By contrast, the TPI’s eligibility requirements do not mention the IMF or the need for conformity with an appropriate EFSF/ESM program. Instead, it has just three main criteria.
First, the member-state government must be in compliance with the EU fiscal framework, meaning that it is not subject to an excessive-deficit procedure and has not failed to take effective action in response to an EU Council recommendation. Second, the government must exhibit an absence of severe macroeconomic imbalances, meaning that it is not subject to an excessive-imbalance procedure and has not failed to act on an EU Council recommendation. And, third, it must demonstrate fiscal sustainability, based on debt-sustainability analyses by the European Commission, the ESM and the IMF, among others.
The problem with these conditions is that they are easily fudged. And now that Italy’s rare episode of fiscal stability has ended, following the resignation of the prime minister, former ECB President Mario Draghi, I fear that TPI purchases of Italian sovereign debt will not even wait until the country’s election in September.
Moreover, there is already a long list of other eurozone member states that are likely to request TPI support, including Greece (despite the impressive 18-year average maturity of its public debt), Portugal, Spain, France, Belgium and Cyprus. After all, risk-free interest rates are normalising, sovereign risk is being priced more aggressively, and Europe is heading into recession. As inflation comes down, nominal GDP growth will weaken further. Widespread political paralysis will prevent the necessary fiscal tightening. Faced with the choice between debt restructuring and TPI access, the ECB will activate the TPI.

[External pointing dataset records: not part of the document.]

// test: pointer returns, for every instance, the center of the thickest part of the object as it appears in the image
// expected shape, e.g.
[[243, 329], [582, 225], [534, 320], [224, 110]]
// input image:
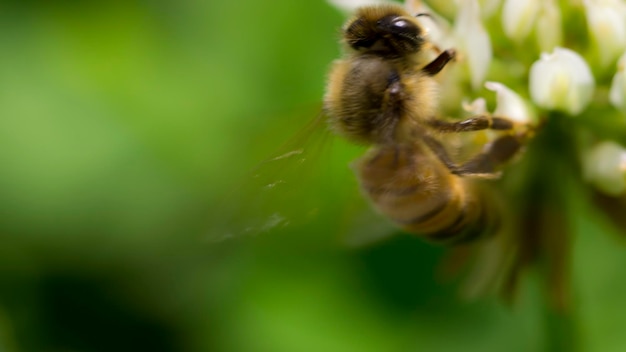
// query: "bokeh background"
[[122, 122]]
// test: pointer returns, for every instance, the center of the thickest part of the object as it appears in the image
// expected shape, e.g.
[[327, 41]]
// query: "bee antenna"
[[427, 15]]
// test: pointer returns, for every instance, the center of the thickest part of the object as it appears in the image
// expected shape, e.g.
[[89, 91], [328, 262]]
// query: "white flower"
[[561, 81], [351, 5], [518, 17], [510, 105], [548, 31], [606, 20], [473, 41], [605, 167], [617, 94]]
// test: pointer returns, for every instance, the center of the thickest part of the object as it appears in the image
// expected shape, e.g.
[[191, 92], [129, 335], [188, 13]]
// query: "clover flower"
[[562, 73]]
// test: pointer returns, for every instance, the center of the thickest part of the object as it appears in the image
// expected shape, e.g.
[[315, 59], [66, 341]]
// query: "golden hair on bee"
[[383, 88], [383, 93]]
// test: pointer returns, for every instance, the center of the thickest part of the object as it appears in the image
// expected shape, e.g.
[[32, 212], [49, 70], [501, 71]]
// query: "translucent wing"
[[285, 189]]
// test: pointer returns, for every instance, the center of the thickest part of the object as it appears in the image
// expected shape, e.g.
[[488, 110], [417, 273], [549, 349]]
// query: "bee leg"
[[474, 123], [486, 163], [441, 152], [435, 66], [494, 154]]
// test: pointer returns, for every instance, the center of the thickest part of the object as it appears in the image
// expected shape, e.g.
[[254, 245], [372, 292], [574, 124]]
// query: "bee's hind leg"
[[474, 123], [486, 163], [493, 155]]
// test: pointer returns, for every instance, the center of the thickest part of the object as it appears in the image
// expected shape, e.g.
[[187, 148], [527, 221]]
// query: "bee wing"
[[278, 192]]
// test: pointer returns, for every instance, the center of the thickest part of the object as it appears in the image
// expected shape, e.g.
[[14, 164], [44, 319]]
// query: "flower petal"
[[617, 94], [518, 17], [605, 167], [473, 41], [606, 20], [561, 81], [351, 5], [509, 104]]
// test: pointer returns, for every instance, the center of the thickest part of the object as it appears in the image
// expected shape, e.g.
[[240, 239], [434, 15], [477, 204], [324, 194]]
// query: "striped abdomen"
[[412, 188]]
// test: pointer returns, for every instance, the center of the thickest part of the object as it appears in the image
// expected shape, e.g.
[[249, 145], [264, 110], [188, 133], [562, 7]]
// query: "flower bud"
[[561, 81], [548, 31], [510, 105], [351, 5], [518, 17], [473, 41], [606, 20], [604, 166], [617, 94]]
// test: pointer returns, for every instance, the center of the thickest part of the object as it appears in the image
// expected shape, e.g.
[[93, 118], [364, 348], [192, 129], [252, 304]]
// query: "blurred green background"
[[121, 123]]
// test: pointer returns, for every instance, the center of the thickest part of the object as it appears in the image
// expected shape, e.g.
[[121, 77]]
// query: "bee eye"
[[400, 23], [404, 27]]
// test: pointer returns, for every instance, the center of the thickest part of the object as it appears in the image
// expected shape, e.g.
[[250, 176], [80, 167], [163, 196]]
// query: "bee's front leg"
[[435, 66]]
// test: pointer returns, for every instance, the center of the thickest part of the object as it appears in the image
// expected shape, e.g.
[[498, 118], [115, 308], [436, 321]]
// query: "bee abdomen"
[[424, 198]]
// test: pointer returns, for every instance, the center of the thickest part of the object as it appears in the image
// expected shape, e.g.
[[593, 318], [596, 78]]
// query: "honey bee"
[[384, 94]]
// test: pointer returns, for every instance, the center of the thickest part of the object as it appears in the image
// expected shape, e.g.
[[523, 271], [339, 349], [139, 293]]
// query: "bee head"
[[388, 30]]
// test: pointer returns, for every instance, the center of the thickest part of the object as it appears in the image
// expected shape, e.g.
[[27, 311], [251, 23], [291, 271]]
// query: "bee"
[[384, 94]]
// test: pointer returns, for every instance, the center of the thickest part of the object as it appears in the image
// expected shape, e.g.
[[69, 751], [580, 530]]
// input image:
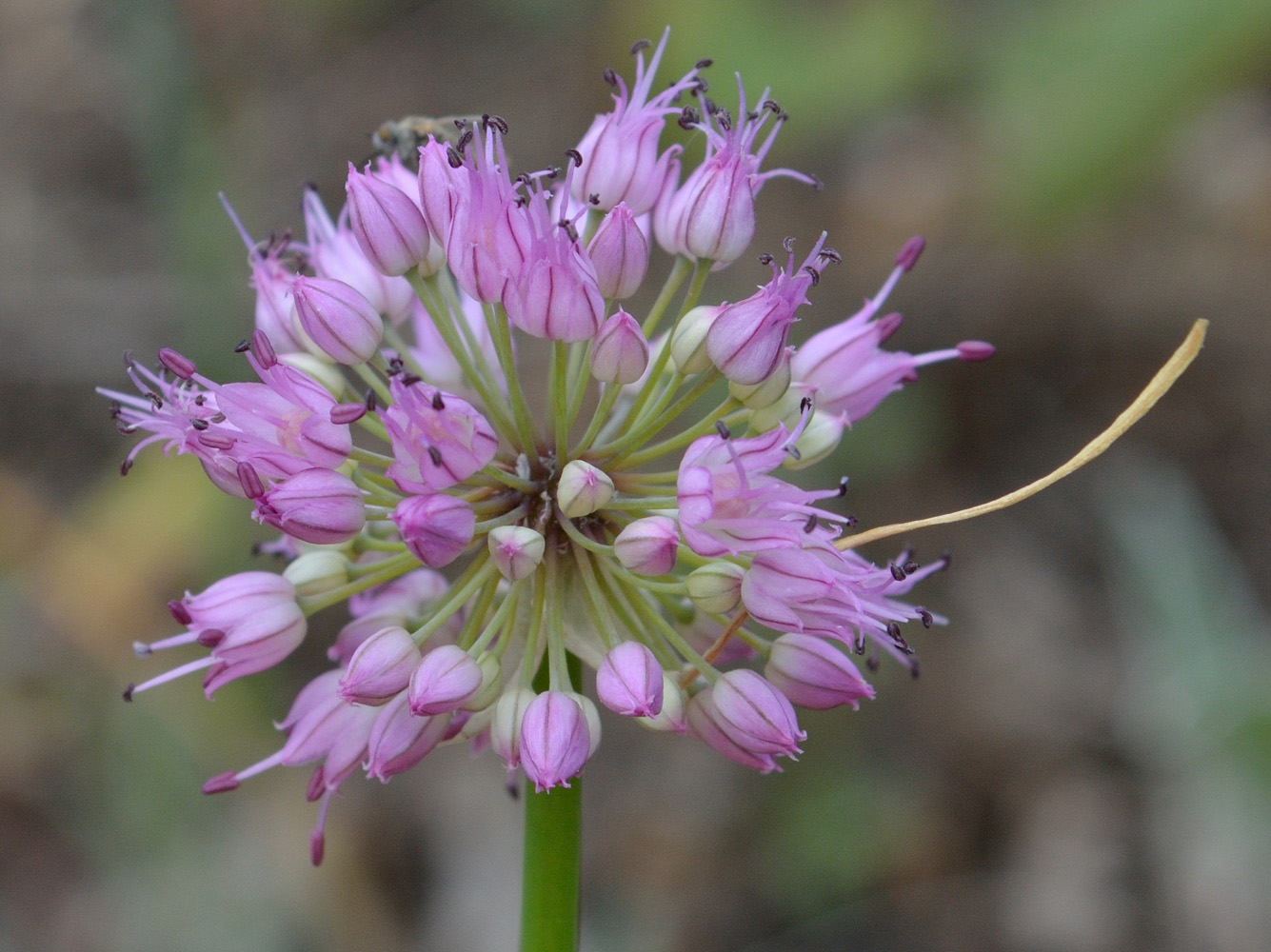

European leaders seeking to adapt to these new conditions should be mindful of why the OMT has never been activated since its creation in September 2012. One factor has been the credibility of the ECB’s leadership, exemplified by Draghi’s famous statement, in July 2012, that “Within our mandate, the ECB is ready to do whatever it takes to preserve the euro. And believe me, it will be enough.”
But another reason is that fiscally fragile eurozone governments have been reluctant to submit to the OMT’s eligibility conditions. The TPI offers superior financial support with minimal conditionality. Guess which one will prevail.